SEATTLE -- The Washington Legislature has adjourned after deferring action on a per-container fee designed to fund transportation infrastructure improvements across the state.
But lawmakers did move forward on another funding measure for freight that will establish a framework for the use of tolls on state roads.
In January, 2007, legislators considered a tax of $50 per TEU on containers moving through the state's ports, which would have had the greatest impact on the two top Puget Sound container ports, Seattle and Tacoma.
Most of the money collected under the state plan would have gone into a "freight congestion relief account" to improve rail freight systems and state highways that are used as freight corridors. The tax would have raised an estimated $287 million for unspecified freight projects over 2007-08, and an estimated $433 million for 2009-11.

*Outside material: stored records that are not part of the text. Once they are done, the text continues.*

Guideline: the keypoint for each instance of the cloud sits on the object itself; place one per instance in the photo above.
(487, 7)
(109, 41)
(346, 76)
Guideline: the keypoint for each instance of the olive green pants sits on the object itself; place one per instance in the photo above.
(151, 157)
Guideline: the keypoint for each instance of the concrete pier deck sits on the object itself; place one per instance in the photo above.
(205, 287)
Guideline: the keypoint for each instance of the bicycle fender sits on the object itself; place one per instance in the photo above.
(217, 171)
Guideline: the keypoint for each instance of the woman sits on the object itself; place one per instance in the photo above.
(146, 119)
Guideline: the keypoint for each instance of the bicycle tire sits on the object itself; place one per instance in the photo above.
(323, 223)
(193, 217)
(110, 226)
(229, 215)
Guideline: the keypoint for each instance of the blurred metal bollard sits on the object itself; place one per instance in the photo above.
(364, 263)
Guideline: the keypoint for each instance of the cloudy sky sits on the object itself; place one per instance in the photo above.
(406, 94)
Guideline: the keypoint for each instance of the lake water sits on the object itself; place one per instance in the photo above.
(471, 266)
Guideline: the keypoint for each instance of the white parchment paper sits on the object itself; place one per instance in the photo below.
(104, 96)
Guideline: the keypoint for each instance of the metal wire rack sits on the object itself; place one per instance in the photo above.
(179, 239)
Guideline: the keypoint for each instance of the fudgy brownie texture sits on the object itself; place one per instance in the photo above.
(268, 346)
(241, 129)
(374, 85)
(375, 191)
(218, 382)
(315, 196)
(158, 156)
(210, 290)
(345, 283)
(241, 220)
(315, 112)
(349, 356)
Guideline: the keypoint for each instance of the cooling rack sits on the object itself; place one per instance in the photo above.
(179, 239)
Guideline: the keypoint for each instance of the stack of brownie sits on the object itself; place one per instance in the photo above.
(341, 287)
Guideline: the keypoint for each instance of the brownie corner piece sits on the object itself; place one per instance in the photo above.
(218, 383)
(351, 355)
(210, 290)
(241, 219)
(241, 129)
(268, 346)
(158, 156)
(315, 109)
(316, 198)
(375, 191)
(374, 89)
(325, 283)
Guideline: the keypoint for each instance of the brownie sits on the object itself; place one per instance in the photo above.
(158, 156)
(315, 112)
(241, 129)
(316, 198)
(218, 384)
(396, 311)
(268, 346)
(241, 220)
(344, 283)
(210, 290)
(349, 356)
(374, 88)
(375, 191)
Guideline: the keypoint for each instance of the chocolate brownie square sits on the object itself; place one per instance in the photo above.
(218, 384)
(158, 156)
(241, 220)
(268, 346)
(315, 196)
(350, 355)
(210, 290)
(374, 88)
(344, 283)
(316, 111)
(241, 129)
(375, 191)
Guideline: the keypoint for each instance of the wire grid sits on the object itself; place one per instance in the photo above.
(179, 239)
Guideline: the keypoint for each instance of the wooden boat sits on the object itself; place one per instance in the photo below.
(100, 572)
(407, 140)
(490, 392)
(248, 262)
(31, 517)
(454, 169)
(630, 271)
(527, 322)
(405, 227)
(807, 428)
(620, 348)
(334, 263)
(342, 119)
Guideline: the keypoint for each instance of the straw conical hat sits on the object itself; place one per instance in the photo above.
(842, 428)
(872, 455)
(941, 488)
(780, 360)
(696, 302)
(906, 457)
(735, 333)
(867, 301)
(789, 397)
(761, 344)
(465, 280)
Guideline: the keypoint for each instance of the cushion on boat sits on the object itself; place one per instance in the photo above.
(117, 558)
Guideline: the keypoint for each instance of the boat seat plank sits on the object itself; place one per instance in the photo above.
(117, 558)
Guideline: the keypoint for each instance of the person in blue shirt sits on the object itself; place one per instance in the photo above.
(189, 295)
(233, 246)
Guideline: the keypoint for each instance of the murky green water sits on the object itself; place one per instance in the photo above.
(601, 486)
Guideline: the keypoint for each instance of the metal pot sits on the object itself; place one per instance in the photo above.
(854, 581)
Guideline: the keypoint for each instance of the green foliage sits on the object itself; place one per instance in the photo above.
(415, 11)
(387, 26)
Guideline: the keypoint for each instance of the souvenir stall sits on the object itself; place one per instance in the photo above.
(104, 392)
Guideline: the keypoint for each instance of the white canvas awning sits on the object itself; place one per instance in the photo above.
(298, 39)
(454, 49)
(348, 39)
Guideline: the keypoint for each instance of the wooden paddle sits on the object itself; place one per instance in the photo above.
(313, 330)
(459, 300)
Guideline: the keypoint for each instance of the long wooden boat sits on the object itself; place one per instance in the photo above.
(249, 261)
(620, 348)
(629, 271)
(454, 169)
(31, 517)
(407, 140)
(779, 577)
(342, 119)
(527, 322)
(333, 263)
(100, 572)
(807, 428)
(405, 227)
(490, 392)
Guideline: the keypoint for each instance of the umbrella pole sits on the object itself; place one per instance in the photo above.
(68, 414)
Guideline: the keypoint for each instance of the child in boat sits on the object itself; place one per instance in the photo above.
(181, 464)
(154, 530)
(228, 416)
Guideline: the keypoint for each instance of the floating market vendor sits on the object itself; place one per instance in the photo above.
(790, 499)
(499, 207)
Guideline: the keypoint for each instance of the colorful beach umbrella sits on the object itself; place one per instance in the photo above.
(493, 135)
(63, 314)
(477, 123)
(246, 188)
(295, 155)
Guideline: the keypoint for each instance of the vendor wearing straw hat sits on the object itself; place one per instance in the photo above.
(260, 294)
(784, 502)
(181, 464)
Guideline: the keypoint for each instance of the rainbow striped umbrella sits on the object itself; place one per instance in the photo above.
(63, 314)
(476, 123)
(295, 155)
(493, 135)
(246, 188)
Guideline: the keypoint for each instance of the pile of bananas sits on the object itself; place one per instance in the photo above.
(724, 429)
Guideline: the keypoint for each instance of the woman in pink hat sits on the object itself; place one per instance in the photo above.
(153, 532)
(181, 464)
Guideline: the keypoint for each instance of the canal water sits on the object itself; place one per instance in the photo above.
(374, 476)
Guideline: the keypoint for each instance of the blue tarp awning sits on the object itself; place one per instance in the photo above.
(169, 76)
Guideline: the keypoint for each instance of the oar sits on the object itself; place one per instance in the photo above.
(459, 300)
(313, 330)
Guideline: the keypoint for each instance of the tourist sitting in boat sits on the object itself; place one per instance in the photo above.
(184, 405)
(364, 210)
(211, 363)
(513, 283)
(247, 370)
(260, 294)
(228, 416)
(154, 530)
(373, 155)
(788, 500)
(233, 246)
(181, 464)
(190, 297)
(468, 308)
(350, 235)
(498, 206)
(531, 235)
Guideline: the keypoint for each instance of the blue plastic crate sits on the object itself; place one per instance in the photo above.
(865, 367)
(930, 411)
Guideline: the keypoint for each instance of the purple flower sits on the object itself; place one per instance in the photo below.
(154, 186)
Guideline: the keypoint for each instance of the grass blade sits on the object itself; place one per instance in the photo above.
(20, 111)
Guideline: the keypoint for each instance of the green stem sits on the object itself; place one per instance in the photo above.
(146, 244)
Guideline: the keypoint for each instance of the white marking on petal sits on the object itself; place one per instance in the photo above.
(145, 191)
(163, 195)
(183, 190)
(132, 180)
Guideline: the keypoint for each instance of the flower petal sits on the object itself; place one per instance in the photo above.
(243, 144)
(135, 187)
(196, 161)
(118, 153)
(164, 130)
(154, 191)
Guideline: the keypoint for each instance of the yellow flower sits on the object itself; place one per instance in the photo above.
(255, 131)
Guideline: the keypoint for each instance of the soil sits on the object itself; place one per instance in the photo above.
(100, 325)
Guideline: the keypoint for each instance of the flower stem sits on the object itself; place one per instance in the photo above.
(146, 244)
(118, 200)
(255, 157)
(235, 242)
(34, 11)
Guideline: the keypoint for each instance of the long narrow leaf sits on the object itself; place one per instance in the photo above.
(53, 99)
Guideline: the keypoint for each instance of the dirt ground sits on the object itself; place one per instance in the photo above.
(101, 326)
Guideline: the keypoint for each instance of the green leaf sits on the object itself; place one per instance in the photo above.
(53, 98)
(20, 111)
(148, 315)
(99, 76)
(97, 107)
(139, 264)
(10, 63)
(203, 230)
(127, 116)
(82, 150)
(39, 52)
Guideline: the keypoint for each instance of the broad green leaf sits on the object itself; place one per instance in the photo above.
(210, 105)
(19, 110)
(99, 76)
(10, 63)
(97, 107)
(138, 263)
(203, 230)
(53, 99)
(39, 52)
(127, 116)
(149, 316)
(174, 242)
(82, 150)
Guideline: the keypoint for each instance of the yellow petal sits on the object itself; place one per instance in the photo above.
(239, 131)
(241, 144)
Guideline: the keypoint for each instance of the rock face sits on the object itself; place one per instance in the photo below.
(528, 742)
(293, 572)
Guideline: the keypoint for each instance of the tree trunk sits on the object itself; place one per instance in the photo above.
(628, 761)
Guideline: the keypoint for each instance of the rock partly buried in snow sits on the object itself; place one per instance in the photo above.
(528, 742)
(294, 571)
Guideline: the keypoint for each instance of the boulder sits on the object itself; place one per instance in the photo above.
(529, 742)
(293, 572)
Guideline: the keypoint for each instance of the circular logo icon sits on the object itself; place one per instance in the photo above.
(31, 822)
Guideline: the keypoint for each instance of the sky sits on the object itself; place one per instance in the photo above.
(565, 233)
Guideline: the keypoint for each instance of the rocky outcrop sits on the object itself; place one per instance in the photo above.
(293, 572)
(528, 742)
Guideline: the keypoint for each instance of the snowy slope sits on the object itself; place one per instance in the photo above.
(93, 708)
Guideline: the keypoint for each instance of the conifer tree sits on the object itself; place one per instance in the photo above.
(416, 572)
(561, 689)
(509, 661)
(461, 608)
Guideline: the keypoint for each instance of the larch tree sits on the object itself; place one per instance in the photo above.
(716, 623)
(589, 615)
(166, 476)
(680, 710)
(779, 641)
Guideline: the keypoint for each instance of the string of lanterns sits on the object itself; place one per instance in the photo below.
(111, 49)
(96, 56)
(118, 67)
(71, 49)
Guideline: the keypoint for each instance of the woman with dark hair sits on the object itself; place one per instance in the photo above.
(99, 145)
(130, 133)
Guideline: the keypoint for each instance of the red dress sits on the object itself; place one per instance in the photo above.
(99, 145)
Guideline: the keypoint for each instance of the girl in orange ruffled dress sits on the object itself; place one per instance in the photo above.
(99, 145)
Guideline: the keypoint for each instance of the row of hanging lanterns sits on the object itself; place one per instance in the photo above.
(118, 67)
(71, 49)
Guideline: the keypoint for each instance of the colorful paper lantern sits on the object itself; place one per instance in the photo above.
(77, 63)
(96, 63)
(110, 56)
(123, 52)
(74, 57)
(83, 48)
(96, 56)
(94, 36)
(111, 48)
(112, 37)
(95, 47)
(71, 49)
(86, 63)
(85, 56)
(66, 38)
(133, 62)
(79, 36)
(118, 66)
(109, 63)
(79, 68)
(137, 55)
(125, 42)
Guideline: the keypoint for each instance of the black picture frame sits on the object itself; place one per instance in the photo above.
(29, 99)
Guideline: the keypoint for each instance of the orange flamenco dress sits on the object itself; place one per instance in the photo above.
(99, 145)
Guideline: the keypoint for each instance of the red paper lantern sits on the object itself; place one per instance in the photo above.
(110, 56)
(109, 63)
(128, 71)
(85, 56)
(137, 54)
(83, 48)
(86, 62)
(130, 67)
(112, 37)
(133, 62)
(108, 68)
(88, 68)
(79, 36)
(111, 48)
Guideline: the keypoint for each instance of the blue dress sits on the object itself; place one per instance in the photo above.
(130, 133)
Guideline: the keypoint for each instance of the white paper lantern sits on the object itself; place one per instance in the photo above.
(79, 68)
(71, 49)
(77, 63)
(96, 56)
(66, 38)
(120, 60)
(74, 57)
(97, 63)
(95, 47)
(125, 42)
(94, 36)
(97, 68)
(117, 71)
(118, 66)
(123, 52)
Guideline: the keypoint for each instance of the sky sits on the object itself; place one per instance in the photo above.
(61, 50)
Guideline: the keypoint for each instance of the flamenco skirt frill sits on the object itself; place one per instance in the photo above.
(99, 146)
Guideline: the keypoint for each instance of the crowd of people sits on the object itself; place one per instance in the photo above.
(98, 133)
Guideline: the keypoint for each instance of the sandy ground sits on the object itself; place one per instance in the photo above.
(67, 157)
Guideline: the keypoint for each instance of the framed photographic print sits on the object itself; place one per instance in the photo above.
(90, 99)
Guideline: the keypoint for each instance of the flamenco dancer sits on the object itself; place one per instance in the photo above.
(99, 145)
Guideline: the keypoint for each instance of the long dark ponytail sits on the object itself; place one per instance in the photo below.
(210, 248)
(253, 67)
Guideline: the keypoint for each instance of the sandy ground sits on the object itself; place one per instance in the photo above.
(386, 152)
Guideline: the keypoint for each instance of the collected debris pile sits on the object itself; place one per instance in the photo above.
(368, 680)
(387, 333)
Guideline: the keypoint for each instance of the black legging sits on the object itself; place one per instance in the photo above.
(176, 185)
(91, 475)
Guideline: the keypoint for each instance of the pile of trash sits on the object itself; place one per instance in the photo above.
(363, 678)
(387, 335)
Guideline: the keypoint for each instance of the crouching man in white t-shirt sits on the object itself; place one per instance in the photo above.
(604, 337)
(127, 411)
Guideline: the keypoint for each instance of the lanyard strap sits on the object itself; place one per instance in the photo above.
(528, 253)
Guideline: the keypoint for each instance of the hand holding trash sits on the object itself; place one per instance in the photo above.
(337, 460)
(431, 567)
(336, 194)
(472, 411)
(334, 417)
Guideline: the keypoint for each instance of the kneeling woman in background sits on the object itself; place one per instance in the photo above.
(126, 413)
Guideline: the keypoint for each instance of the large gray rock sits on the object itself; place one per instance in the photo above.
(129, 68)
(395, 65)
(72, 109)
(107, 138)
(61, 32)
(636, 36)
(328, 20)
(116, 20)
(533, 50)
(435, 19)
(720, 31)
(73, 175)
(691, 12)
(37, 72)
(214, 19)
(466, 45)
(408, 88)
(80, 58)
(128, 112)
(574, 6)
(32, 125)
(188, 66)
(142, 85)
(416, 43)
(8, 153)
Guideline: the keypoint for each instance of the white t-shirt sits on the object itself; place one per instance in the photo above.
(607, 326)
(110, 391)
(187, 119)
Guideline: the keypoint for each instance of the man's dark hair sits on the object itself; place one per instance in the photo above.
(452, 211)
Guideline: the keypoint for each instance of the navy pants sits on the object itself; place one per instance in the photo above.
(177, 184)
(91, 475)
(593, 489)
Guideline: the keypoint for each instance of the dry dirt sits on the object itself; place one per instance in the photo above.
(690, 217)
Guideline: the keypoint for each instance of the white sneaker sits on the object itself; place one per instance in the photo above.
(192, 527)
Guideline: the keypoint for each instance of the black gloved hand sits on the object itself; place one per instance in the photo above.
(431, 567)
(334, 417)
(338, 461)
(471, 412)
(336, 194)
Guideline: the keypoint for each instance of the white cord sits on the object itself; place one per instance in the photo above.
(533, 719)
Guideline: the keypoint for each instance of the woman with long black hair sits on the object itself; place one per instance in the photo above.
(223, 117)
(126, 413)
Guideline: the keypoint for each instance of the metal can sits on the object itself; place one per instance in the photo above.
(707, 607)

Port and industry interests lobbied intensely against the measure, eventually turning the tax proposal into a container tax-freight mobility funding study. That study has been delayed, forcing the Legislature to move further consideration of potential container fees into the 2009 session.
The tolling legislation, which was supported by the region's ports, adopted recommendations in a 2006 tolling study by the Washington Transportation Commission.
The measure does not impose specific tolls but gives the Legislature authority to set tolls on state highways. It requires that funds collected from tolls be used only to "improve, preserve, maintain, manage or operate" the tolled highways involved. Also the state transportation commission must approve toll rates imposed by other entities, such as ports, on non-state highways.